Cool. Did you also work on a TOPS-10 system in your past?

I did something similar a couple years ago but instead updated some of the fortran sources to work with DEC's FORTRAN-10 and rewrote assembler MACRO routines, I think to use ANSI cursor movement like you did. The goal was to run it on a real DEC-10. I compiled and tested in a sim because the real machine had very little real disk space, then kermited the binaries to the real hardware. It ended having a different release of the FORTRAN-10 libraries in my sim, then I lost interest, or rather traded my interest to the D-language.

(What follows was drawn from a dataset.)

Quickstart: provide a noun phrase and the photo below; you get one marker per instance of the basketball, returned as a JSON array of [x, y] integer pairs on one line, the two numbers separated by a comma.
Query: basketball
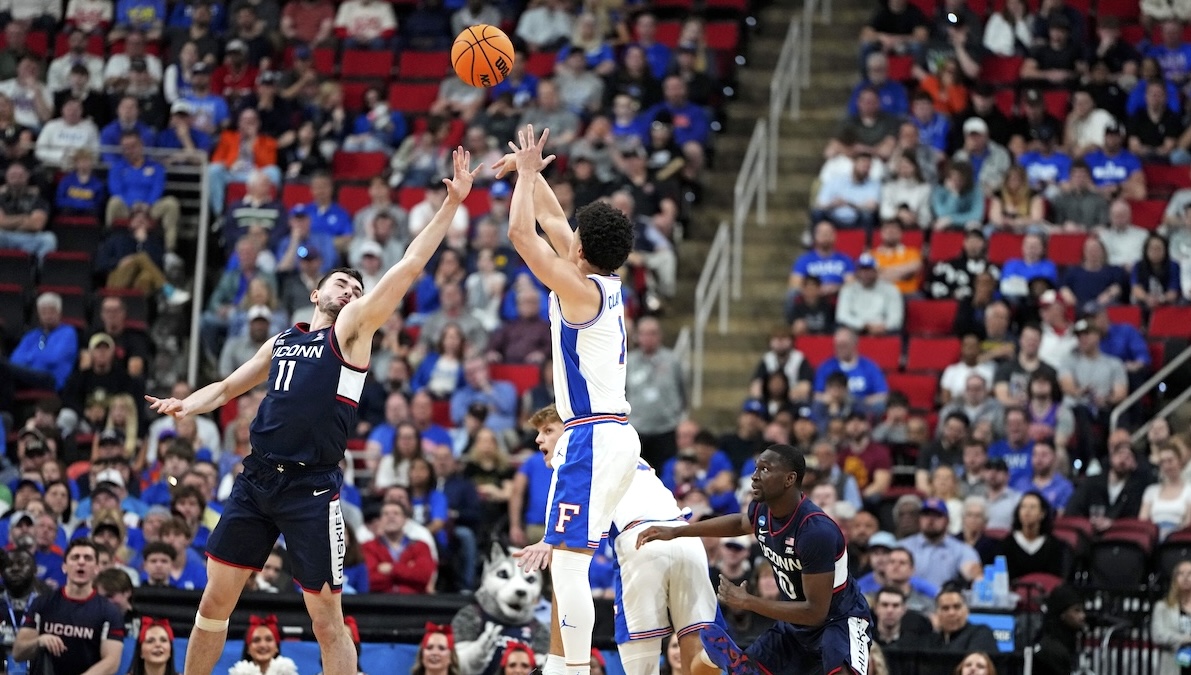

The map files were missing I think?  Did you generate those?  Anyway, you have rekindled my desire to get empire running on the real h/w.
-- 
Dan
November 20, 2015
On 10/4/2015 11:31 AM, Martin Harriman wrote:
> I'm happily running Empire under TOPS-10 on my laptop. The Github source
> packages is almost sufficient as is, but for the benefit of anyone wanting to
> repeat this, here's what had to change to get Empire up on TOPS-10 7.04.
>
> As others have noted, there are a few subroutines and functions missing, most
> likely because they were part of Caltech's infrastructure (Caltech added a fair
> amount of secret sauce back when the mighty PDP-10 was the hot thing, and there
> was such a thing as the DSKE committee). These are all trivial to reimplement
> (most simply package a monitor call for Fortran's benefit). The sources, as is,
> have trailing blank lines and a . (TOPS-10 prompt), so the prompt at least must
> be trimmed to make the compiler happy. Since
> xterm/telnet/Terminal/thing-of-choice these days are ANSI (VT-100-ish), it's
> simplest to replace CURSOR with an ANSI equivalent. Similarly, it's simplest to
> intercept calls to OUTCHR with the non-ANSI clear-the-screen character and send
> the ANSI equivalent in its place.
>
> Fortran V11 blows compiler-error chunks on Empire, but Fortran V6 is perfectly
> happy with it.
>
> For my own lazy benefit, I convert all input to upper case.
>

You can submit pull requests, ya know!

The bit about the trailing blank lines and '.' surely comes about from the way I got the files off of the 10. I connected via the phone to the 10, running a program on an LSI-11 which captured the text of the 'type' command, and saved it to an 8" floppy. I later used the same technique to transfer it to an IBM PC and a 5.25" floppy, and thence to a CD, and finally to github. I suppose it is amazing it survived all that.

I did have a listing of it as a backup.

I also had everything archived to a magtape, but the Caltech tape drive was so out of spec that no other drive could read it. I threw the tape in the trash.